I can't believe the "cooler" setup on yours. Mine is all one piece with Heat Pipes(Pain in the ass TBH)Heck it's not even the same Mobo Layout(to the best of my recollection it's been going strong since it's last baking ) They made alot of changes pretty quickly.

I'm glad you posted this Solaris it was nice to see the differences and great job on your "mod"


----------



## Solaris17 (Sep 1, 2012)

thanks man  eventually when i have the $$ ill get a backwards compatible one iv been coveting it. then ill redo all the mods and live a happy life!


----------



## INSTG8R (Sep 1, 2012)

Solaris17 said:


> thanks man  eventually when i have the $$ ill get a backwards compatible one iv been coveting it. then ill redo all the mods and live a happy life!



Like I said I just keep baking "The Precious" and it keeps coming back. Will continue to do it until it just doesn't wake up. It definitely has a more robust cooler set up than yours that was biggest shocker. My fan is completely surrounded by the "grills" and the heatpipes run into them, unlike your 2 "blocks" 

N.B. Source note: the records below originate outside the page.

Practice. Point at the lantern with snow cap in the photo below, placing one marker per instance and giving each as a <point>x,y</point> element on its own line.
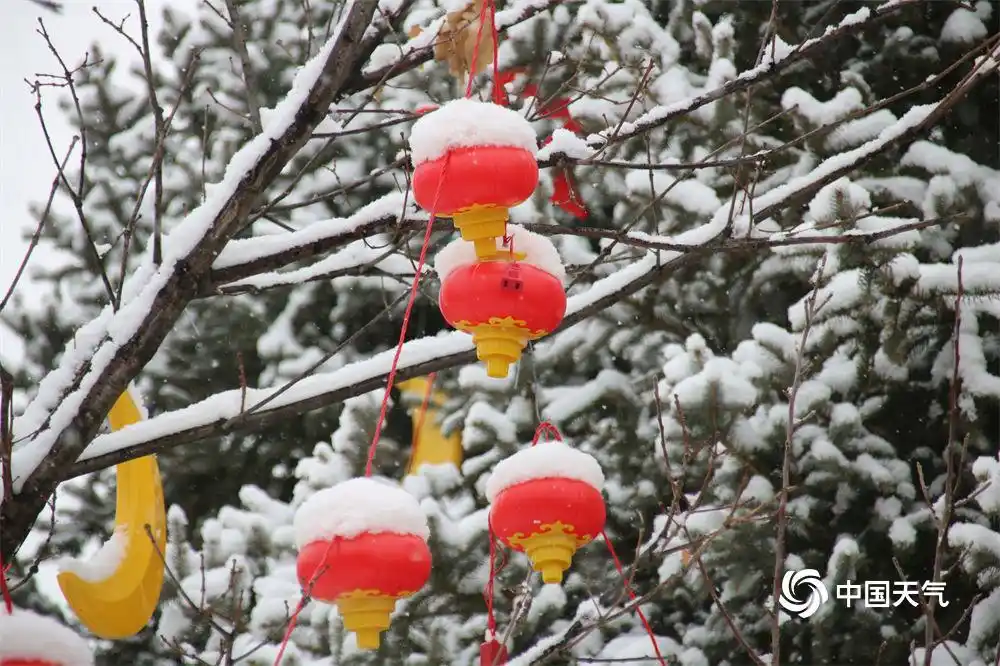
<point>362,547</point>
<point>546,502</point>
<point>473,161</point>
<point>504,302</point>
<point>29,639</point>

Good call on the lapping tho. If she YLOD's again I will definitely consider having a go at it. But it's a big one piece outfit so no easy task.


----------



## Solaris17 (Sep 2, 2012)

INSTG8R said:


> Like I said I just keep baking "The Precious" and it keeps coming back. Will continue to do it until it just doesn't wake up. It definitely has a more robust cooler set up than yours that was biggest shocker. My fan is completely surrounded by the "grills" and the heatpipes run into them, unlike your 2 "blocks"
> 
> Good call on the lapping tho. If she YLOD's again I will definitely consider having a go at it. But it's a big one piece outfit so no easy task.



from the baking standpoint iv done a bunch of cards and xboxs. if i may drop a suggestion and you know what chip is doing it. drop some flux on it before you bake it.


----------



## INSTG8R (Sep 2, 2012)

Solaris17 said:


> from the baking standpoint iv done a bunch of cards and xboxs. if i may drop a suggestion and you know what chip is doing it. drop some flux on it before you bake it.

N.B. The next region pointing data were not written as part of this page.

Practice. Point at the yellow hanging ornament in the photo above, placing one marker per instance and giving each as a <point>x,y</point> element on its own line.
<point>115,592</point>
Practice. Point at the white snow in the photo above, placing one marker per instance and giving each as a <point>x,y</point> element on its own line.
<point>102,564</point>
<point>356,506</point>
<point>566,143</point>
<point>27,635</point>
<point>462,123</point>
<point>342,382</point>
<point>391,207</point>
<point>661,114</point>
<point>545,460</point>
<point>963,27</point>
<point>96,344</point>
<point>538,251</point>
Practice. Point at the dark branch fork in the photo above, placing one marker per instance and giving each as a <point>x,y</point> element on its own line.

Good tip! But no not a clue what is puking. I did bake it last time using the Convection in my oven. It made sense to me at the time. Seems to have worked better. It's not failed in months.


----------



## UWOOD (Apr 13, 2013)

I have thought about lapping my heatsink as well. I have the same type of heatsink that you do. My question is how would you lap the block that has the indentation? Would you be able to smooth it all the way out, or would you need to make a block to fit the indented area?


----------



## AsRock (Apr 13, 2013)

Cool, noticed i kept seeing spray cans in the background and then Spray time happened too ..

Funny part is that you cleaned it out due to dust ( good job btw ) but then placed some thing over the vent area..


----------



## Solaris17 (Apr 20, 2013)

UWOOD said:


> I have thought about lapping my heatsink as well. I have the same type of heatsink that you do. My question is how would you lap the block that has the indentation? Would you be able to smooth it all the way out, or would you need to make a block to fit the indented area?



its gritty but you should still be able to start high course and work your way down without removing too much and ruining the contact



AsRock said:


> Cool, noticed i kept seeing spray cans in the background and then Spray time happened too ..
> 
> Funny part is that you cleaned it out due to dust ( good job btw ) but then placed some thing over the vent area..



the hdd is lifted off the vent it is not flush.


----------



## Lionheart (Apr 20, 2013)

Looks great 

What SSD you thinking of getting?


----------



## Solaris17 (Apr 21, 2013)

Lionheart said:


> Looks great
> 
> What SSD you thinking of getting?



honestly probably something cheap I was thinking maybe even just get a small ssd for the ps3 boot drive. but I will probably get a medium sized one maybe 128 or 256


----------